The id of a reference. Use this field specifier to locate notes linked to a particular reference.


The citation key of a reference. Use this field specifier to locate notes linked to a particular reference.

Some example queries

This section shows a few example queries to help you get familiar with the syntax. If you are not familiar with the regular expressions used here, please peruse the regular expressions section. We will not use any of the fancy switches of the getref command here, so the output will always be a simple listing on the screen.


These examples assume that your database engine supports Unix regular expressions. This holds true for MySQL and PostgreSQL, wherease SQLite uses the simpler SQL regular expressions instead.

We'll start with some easy queries. First we want to display a reference with a specific ID (25 in this example):

	  getref :ID:=25

Next we want to list all references by a specific author. We'll use only the last name here. If several authors share this last name, we have to specify the initials as well, as shown in the second example. In the first example we use a regular expression match, denoted by the tilde operator. This obviates the need to know the full name precisely. The second example uses a literal match instead. Note the use of the caret "^" in the first example which makes sure that the name actually starts with the capital M. Otherwise, a last name like "DeMillerette" would match as well. This trick is not required in the second example as the literal match always implies a full match.

	  getref :AU:~^Miller
	  getref :AU:=Miller,J.D.

If Dr. Miller was a productive person, our previous query may have returned dozens of references. Now we try to filter out the paper or the papers that we really need. In the next example, we restrict the results to the years 1995 through 1999:

	  getref :AU:~^Miller AND :PY:>1994 AND :PY:<2000

If this did not bring us close enough, we may try to include a coauthor:

	  getref :AU:=~Miller AND :AU:~^Doe AND :PY:>1994 AND :PY:<2000

At this point we could narrow down the search by excluding other authors that often published with Dr.
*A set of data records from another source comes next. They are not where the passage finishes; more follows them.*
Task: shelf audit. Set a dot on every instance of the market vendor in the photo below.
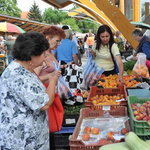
(102, 49)
(23, 98)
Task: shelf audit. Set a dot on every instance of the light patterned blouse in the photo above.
(22, 125)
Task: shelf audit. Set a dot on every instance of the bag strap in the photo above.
(112, 55)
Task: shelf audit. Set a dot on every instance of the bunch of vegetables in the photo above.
(132, 142)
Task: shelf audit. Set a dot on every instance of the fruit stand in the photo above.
(2, 62)
(129, 112)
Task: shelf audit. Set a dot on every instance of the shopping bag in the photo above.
(73, 77)
(91, 73)
(148, 64)
(140, 69)
(63, 89)
(55, 115)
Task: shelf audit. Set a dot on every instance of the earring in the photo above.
(30, 65)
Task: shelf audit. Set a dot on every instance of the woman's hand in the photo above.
(92, 52)
(121, 79)
(53, 77)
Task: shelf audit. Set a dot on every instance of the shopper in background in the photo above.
(120, 42)
(8, 46)
(24, 99)
(74, 39)
(144, 44)
(90, 40)
(54, 35)
(67, 51)
(86, 45)
(101, 52)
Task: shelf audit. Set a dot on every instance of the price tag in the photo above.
(70, 121)
(118, 137)
(106, 108)
(119, 100)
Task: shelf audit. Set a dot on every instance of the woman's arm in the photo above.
(120, 66)
(53, 79)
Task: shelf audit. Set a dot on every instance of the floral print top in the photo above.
(22, 125)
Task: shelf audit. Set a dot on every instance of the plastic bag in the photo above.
(91, 73)
(140, 69)
(62, 88)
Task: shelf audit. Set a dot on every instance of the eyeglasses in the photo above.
(57, 41)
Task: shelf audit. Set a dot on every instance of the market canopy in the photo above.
(9, 27)
(25, 24)
(140, 25)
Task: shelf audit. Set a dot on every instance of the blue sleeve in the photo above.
(146, 49)
(74, 48)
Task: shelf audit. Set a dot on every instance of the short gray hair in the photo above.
(68, 33)
(137, 32)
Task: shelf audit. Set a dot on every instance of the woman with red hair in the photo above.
(54, 35)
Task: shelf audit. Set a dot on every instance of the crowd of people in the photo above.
(24, 99)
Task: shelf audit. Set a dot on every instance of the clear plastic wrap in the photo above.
(140, 69)
(105, 124)
(91, 73)
(63, 89)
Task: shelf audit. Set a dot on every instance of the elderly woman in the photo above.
(67, 52)
(54, 35)
(24, 99)
(105, 50)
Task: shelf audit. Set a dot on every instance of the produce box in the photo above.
(108, 105)
(112, 81)
(71, 115)
(86, 115)
(70, 120)
(66, 130)
(138, 125)
(140, 93)
(61, 141)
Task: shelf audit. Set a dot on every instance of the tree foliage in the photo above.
(35, 13)
(9, 7)
(54, 16)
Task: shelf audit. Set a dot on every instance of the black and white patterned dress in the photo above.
(22, 125)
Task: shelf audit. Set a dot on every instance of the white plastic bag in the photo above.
(140, 69)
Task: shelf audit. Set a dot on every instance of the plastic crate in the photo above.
(76, 144)
(70, 120)
(106, 91)
(140, 93)
(66, 130)
(141, 128)
(61, 141)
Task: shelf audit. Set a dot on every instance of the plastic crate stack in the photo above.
(71, 116)
(2, 63)
(141, 125)
(92, 110)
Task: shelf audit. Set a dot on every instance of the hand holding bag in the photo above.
(55, 113)
(140, 69)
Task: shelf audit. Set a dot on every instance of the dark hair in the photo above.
(137, 32)
(102, 29)
(65, 27)
(53, 30)
(29, 44)
(85, 38)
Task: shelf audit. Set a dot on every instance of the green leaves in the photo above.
(129, 65)
(35, 13)
(9, 7)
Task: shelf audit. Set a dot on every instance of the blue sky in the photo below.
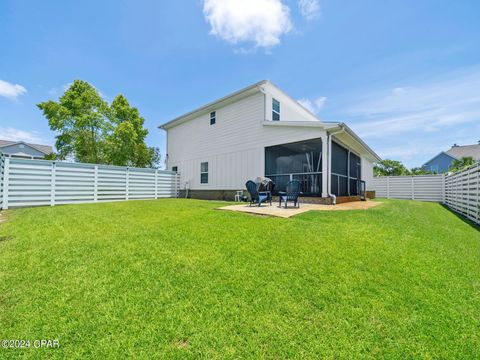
(405, 75)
Miller, but are irrelevant here:

	  getref :AU:~^Miller AND :AU:~^Doe AND NOT (:AU:~^Jones) AND :PY:>1994 AND :PY:<2000

Unfortunately, this is still a venerable list of publications. Now we try to include a few keywords. This is now a pretty complex query. It will return all references by the authors Miller and Doe between 1995 and 1999 with either the keyword "blood" or the keyword "animal" or the keywords "guanyl" and "cyclase", the latter only if both are present. The truncated spelling of "guanyl" ensures that both "guanylyl" and "guanylate" (which are interchangeable) will match. The funny expressions with the angle brackets ensure that the keywords will match regardless of whether they start with a capital letter or not.
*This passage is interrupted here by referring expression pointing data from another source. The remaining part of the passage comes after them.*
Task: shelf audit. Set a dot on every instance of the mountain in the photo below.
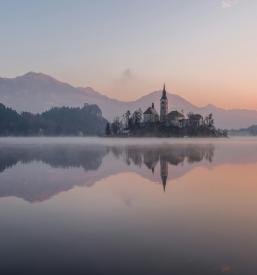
(58, 121)
(37, 92)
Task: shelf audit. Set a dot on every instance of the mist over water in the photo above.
(128, 206)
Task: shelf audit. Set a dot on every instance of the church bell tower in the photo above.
(163, 105)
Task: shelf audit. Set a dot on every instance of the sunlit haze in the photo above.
(204, 50)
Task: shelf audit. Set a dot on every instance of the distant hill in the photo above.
(37, 92)
(58, 121)
(250, 131)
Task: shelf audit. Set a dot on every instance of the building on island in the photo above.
(163, 105)
(173, 118)
(151, 115)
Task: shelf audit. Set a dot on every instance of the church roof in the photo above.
(150, 111)
(195, 116)
(164, 94)
(175, 114)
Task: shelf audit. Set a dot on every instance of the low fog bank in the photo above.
(123, 141)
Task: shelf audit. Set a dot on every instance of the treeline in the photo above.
(58, 121)
(132, 124)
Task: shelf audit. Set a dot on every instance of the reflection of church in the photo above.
(164, 171)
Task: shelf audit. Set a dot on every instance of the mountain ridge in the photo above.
(38, 92)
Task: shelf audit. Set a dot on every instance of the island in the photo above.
(166, 124)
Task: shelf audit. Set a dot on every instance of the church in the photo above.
(173, 118)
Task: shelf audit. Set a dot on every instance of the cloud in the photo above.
(228, 3)
(127, 74)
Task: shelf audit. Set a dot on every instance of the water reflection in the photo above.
(38, 172)
(163, 156)
(120, 220)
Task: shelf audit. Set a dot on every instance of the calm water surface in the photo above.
(102, 206)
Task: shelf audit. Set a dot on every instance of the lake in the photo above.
(128, 206)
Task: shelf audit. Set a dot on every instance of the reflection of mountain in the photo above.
(37, 172)
(164, 155)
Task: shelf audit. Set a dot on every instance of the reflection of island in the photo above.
(165, 155)
(38, 172)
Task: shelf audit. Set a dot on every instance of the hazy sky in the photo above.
(205, 50)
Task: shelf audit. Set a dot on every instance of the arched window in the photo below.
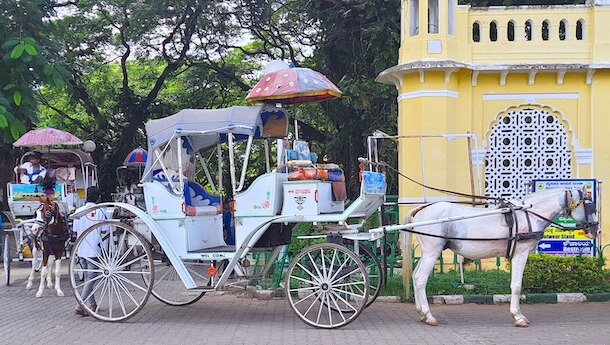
(580, 29)
(413, 17)
(528, 30)
(510, 31)
(545, 30)
(476, 32)
(493, 31)
(563, 27)
(525, 144)
(433, 16)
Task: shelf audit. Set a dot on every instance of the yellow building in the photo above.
(528, 85)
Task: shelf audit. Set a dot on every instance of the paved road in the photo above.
(228, 319)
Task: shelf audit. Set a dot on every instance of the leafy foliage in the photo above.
(545, 273)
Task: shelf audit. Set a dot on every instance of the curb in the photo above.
(536, 298)
(529, 298)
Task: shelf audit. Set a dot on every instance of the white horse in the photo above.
(49, 235)
(513, 235)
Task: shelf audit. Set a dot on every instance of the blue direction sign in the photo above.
(567, 241)
(566, 247)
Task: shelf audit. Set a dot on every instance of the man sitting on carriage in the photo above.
(31, 171)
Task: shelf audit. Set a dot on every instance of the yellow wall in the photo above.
(449, 84)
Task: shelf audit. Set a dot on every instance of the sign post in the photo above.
(569, 241)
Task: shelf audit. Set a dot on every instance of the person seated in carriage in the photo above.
(31, 171)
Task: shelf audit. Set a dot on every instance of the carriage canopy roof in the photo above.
(204, 128)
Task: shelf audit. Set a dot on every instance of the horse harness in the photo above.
(52, 217)
(513, 224)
	  getref :AU:~^Miller AND :AU:~^Doe AND :PY:>1994 AND :PY:<2000 AND
	  (:KW:~[bB]lood OR :KW:~[aA]nimal OR (:KW:~[gG]uanyl AND :KW:~[cC]yclase))
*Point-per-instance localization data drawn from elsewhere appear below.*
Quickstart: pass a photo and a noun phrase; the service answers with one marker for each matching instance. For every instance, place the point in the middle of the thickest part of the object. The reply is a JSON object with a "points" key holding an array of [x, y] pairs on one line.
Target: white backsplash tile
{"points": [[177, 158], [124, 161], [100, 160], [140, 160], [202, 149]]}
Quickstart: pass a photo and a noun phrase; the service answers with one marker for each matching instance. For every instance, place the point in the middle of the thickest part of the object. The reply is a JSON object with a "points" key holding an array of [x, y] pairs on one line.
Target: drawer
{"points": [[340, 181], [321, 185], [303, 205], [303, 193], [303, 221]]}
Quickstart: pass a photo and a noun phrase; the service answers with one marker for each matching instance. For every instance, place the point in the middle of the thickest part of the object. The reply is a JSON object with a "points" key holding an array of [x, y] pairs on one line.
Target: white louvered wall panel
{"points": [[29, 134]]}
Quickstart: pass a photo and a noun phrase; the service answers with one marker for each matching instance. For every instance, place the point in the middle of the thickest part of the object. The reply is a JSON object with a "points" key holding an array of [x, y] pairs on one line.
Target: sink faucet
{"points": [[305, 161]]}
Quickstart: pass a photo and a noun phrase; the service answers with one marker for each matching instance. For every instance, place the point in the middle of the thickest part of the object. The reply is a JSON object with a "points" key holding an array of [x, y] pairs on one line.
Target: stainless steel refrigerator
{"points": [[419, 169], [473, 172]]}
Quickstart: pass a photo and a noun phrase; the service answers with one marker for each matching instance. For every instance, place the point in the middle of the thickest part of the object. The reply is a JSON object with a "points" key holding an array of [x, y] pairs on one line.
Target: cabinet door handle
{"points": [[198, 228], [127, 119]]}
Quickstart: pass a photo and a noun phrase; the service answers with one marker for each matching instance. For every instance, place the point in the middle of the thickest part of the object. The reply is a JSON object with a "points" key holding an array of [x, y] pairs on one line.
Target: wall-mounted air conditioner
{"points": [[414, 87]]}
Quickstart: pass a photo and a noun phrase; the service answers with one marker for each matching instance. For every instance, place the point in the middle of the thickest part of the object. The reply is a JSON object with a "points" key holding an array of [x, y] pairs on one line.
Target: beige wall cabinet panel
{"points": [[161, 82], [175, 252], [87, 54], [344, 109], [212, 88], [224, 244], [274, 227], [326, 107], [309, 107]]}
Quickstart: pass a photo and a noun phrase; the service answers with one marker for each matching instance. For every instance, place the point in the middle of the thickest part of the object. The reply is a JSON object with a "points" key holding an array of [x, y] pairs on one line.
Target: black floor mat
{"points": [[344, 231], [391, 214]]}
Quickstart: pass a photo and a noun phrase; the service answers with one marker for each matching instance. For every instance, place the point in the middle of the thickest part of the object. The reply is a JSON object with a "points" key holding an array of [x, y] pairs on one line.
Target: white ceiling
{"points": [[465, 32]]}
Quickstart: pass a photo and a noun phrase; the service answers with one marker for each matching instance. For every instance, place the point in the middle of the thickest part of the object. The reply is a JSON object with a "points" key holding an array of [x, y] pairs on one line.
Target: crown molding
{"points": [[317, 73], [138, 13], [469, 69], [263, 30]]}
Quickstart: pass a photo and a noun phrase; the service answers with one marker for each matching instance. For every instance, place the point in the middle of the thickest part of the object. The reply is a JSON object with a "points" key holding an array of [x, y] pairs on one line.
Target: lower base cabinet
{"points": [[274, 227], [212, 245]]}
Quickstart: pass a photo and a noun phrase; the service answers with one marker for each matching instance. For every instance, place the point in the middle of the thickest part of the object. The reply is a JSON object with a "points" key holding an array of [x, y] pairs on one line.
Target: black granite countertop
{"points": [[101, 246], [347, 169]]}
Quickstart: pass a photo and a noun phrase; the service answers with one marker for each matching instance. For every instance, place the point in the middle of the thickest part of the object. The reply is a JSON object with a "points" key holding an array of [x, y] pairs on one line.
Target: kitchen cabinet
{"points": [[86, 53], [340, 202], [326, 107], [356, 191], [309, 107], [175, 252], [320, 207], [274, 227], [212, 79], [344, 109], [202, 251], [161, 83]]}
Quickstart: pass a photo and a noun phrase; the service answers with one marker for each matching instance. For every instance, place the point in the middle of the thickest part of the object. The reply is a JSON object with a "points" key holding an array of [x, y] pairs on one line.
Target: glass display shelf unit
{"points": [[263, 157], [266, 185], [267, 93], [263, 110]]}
And now for something completely different. If you've added a couple extended notes to your database, you can retrieve references that are attached to a specific extended note, e.g. to the note with the citation key "biochemistry1999":

	  getref :NCK:=biochemistry1999

If you want to see all notes which are attached to a reference with the citation key "Miller1999", use the following command:

	  getnote :CK:=Miller1999

Regular expressions may have unwanted side effects at times. Consider the keyword "52-67-5 (Penicillamine)" (a chemical name as used by the Pubmed database). Doing a literal match is straightforward:

	  getref :KW:='52-67-5 (Penicillamine)'

However, if we use the same argument for a regexp match, we won't get the desired results. The parentheses have a special meaning in regular expressions. Therefore we have to escape them if we want a literal match:

	  getref :KW:~'\(Penicillamine\)'

Things are a little different again if you run a database engine that does not use Unix regular expressions, but SQL regular expressions instead. These know only '%' and '_' as special characters, and you have to escape them by doubling:

	  getref :KW:~'100%%'


Remember that if you extend or modify a previous query, you don't have to retype everything: Just use the up arrow key to scroll through the previous commands, or use Ctrl-r to search for a specific query in the history.